La grande guerra 大いなる戦争(イタリア・フランス、1959年、135分) 出演:ヴィットリオ・ガスマン、アルベルト・ソルディ、シルヴァーナ・マンガーノ 第一次世界大戦中、前線に送り込まれたローマ出身のオレステとミラノ出身のジョヴァンニ。食糧難、強行軍のなかで、恐怖と戦いながら、無事に帰還することだけを願っていた。悲劇と喜劇、ネオレアリズムとロマンチシズムが交錯する作品。ヴェネツィア国際映画祭金獅子賞受賞、アカデミー賞外国語映画賞ノミネート作品。

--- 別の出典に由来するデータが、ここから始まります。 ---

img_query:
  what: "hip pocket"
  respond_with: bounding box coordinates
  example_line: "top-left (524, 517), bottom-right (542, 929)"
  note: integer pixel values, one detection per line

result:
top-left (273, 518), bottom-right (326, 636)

Il Marchese del Grillo デル・グリッロ侯爵(イタリア・フランス、1981年、135分) 出演:アルベルト・ソルディ、パオロ・ストッパ、フラヴィオ・ブッチ 19世紀初頭のローマ。ナポレオン軍の進軍が懸念されるなか、侯爵のオノフリオ・デル・グリッロは、享楽的な暮らしを送っている。侯爵の快楽と悪ふざけに満ちた言動は、法王や閉鎖的な彼の家族の困惑を引き起こすが、本人はいかなる状況をもユーモアと大胆不敵な方法でくぐり抜ける。侯爵を通して貴族社会をユーモアと皮肉で描いた作品。